China's homegrown anti-cancer drug wins international recognition
China's homegrown drug Sintilimab designed for treating relapsed or refractory classic Hodgkin lymphoma has won international recognition, with its clinical trial research published as the cover paper in the January issue of The Lancet Haematology.
Hodgkin lymphoma is a rare malignant lymphoma that occurs mostly in young people between the ages of 20 and 40. Although the cure rate of early treatment is high, patients have a 20 percent chance of recurrence after their first treatment. Patients with relapsed or refractory classic Hodgkin lymphoma lack effective treatment in China.
Sintilimab, an anti-PD-1 drug, is a kind of checkpoint inhibitor, an emerging anti-cancer therapeutic modality that boosts the immune system to help the body target and kill tumors.

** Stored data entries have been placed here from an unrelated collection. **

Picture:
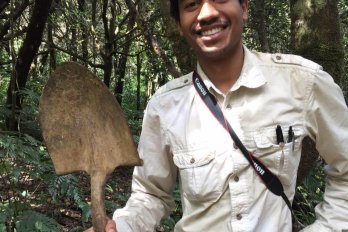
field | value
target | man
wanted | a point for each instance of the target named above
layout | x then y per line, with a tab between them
257	93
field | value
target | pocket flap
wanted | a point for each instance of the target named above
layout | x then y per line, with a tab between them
193	159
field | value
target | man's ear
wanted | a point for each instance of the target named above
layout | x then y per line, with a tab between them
245	8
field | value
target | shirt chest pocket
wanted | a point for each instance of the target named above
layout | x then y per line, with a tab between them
281	159
199	175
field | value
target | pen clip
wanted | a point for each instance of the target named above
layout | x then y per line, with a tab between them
279	134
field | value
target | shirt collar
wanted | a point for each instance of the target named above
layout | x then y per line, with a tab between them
251	75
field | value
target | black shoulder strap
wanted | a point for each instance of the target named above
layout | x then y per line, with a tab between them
270	180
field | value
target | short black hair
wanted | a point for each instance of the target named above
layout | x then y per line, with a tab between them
174	9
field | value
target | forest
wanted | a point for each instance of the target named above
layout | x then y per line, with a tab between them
133	47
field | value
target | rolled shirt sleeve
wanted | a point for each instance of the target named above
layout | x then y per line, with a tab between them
327	124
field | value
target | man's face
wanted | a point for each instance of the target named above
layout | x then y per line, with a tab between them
213	27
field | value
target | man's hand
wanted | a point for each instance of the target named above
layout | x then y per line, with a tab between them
110	227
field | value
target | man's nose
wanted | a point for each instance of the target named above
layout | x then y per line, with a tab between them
207	12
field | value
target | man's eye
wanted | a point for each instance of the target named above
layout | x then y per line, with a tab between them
191	5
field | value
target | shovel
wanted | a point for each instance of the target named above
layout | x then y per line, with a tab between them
84	129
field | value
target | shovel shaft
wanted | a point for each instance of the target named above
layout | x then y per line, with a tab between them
99	219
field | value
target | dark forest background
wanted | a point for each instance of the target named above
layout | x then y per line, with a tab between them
133	47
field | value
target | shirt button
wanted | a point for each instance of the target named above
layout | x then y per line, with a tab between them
192	160
235	146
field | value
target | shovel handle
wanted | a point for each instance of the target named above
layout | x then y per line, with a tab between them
99	219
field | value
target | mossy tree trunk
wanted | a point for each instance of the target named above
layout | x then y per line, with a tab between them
315	34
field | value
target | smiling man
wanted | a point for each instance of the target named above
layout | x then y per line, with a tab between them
231	131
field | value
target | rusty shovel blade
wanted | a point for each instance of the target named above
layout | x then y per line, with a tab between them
84	129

Professor Shi Yuankai from the Cancer Hospital, Chinese Academy of Medical Sciences, led the clinical research, which enrolled 96 patients with relapsed or refractory classic Hodgkin's lymphoma from 18 hospitals in China.
Results showed that Sintilimab has favorable activity and acceptable toxicity in Chinese patients with relapsed or refractory classical Hodgkin lymphoma, with 80.4 percent of the patients showing an objective response.
Stephen M Ansell from the Division of Hematology at the Mayo Clinic commented that Sintilimab is a "highly effective treatment which potentially improves the outcomes of patients with classical Hodgkin lymphoma worldwide."
Sintilimab was approved for market authorization by China's National Medical Products Administration in December 2018.
"The approval will bring more treatment options for cancer patients in China," Shi said.